Dive Brief:
- The Texas Permanent School Fund is adopting an “ESG skeptical” proxy voting matrix which pushes back on ESG resolutions put forward during annual shareholder meetings, the fund announced Monday.
- The new matrix — offered through Institutional Shareholder Services, the fund’s external proxy voting manager — will take effect immediately and be used to cast votes on behalf of the fund during the first half of the year, according to Texas PSF. The matrix was established “in response to widespread criticism” that ISS’s voting policies supported too many ESG shareholder resolutions, the fund said in the release.

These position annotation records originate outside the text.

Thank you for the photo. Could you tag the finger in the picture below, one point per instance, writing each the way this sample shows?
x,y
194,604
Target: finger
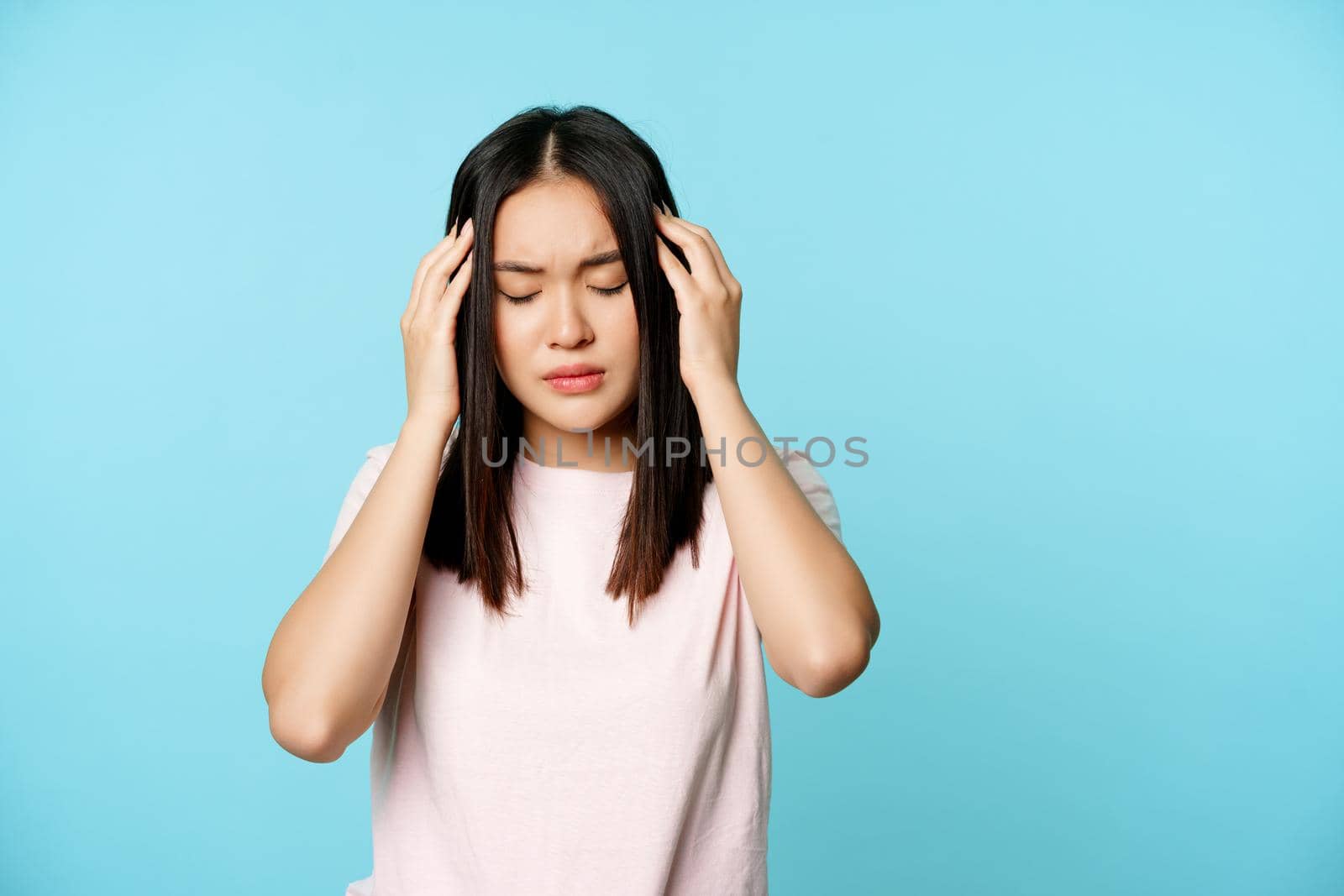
x,y
436,275
430,257
676,275
725,275
702,259
452,302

- Texas PSF, which manages over $53 billion in assets and distributes nearly $2.2 billion to Texas K-12 schools annually, said it was among the first to adopt the matrix, which provides specific proxy voting guidance. The new strategy is now poised to impact the 40,000-50,000 proxy votes the fund casts every year.
Dive Insight:
In addition to offering the proxy voting matrix, ISS will also produce a report for the Texas PSF Corporation so it can conduct an annual review to ensure that the fund’s proxy votes comply with the matrix. The organization is a “special-purpose” governmental corporation — an entity that serves limited functions like public transportation or water and sewer services — created in 2021 that oversees the managing and investing of assets in the fund.
“ESG efforts have targeted Texas’ oil and gas economy, the very industry that generates the revenues that make the PSF an essential resource for Texas public schools,” Aaron Kinsey, the chairman of the state’s board of education and the corporation’s strategic planning and policy committee, said in the release. “We are making sure our votes are not cast in a way that is incompatible with our fiduciary duty to Texas.”
The matrix’s implementation comes shortly after Texas PSF pulled its $8.5 billion investment from BlackRock last month. The fund attributed the divestment to the asset manager’s alleged boycotting of fossil fuel and energy companies and said it terminated its two investment management services contracts to comply with Senate Bill 13.
SB13, a Texas law which passed in 2021, requires governmental organizations in the Lone Star State to stop doing business with companies that take actions to “limit commercial relations” with fossil fuel companies.
Though the fund’s press release did not mention the specific proxy voting guidelines that come under the matrix, the announcement was applauded by both Texas PSF Chair Tom Maynard and Texas Land Commissioner Dawn Buckingham, also a Texas PSF board member. In separate statements, Maynard and Buckingham each said the policy represents “Texas values,” and will safeguard management of the state’s mineral, oil and gas assets.